NOV. 4, 2017
Jerry Brown, the governor of California, underlined the importance of religious leaders’ involvement in climate change efforts. Credit Alessandra Tarantino/Associated Press
VATICAN CITY — Religious leaders need to tell congregations that global warming can affect not just the environment, but also the spread of diseases and other threats to human health, participants said at a Vatican conference on Saturday on climate change, an issue that has been a priority of Pope Francis.
Persuasion “starts with the tenets of faith” more than with scientific data, said the Rev. Leith Anderson, president of the United States-based National Association of Evangelicals, noting that most of the world’s population has some religious affiliation. “Environmental catastrophes” like recent storms, flooding and droughts, he said, “create opportunities to persuade.”
The Rev. Mitchell C. Hescox, president of the Evangelical Environmental Network, said he had given hundreds of talks on the issue. “Many evangelicals believe in climate change or understand the science in climate change, but they still see it as a future event,” he said. “It’s not something they have to worry about, and that is what we have to change.”

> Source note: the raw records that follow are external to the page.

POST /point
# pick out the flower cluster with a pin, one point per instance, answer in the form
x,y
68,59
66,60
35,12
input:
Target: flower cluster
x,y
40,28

Mr. Hescox added: “The way to move conservatives around the world is to talk about how it impacts or affects their children, their own lives.”
The three-day conference on public health and the planet, which ended Saturday, was hosted by the Pontifical Academy of Sciences. The conference reviewed studies and data that have emerged since Francis issued a forceful 2015 encyclical that highlighted the social and ethical issues caused by climate change, including mass migration and famine.
The participants shared “the most recent solid science on how climate change and air pollution undermines health, increases chronic diseases and the early results on how it impacts the brain,” said Joachim von Braun, the president of the Pontifical Academy. “Science is not just pointing at the environmental consequences of climate change, but also human health consequences” that affect both the poor and the wealthy.
Jerry Brown, the governor of California, who also spoke at the conference, underlined the importance of religious leaders’ involvement. “Until religious leaders from every part of the world and every denomination are engaged, we will not be able to move aside the huge rock of indifference, complacency and inertia,” he said.
“The American people in the majority are very much in support of serious climate action,” said Mr. Brown, who will head to the United Nations’ climate change conference this coming week in Bonn, Germany.
While governments have responsibility to enact change, he said, individuals also have an obligation. Unless people reorient their habits and way of life, he said, it will be difficult to reverse the changes affecting the planet.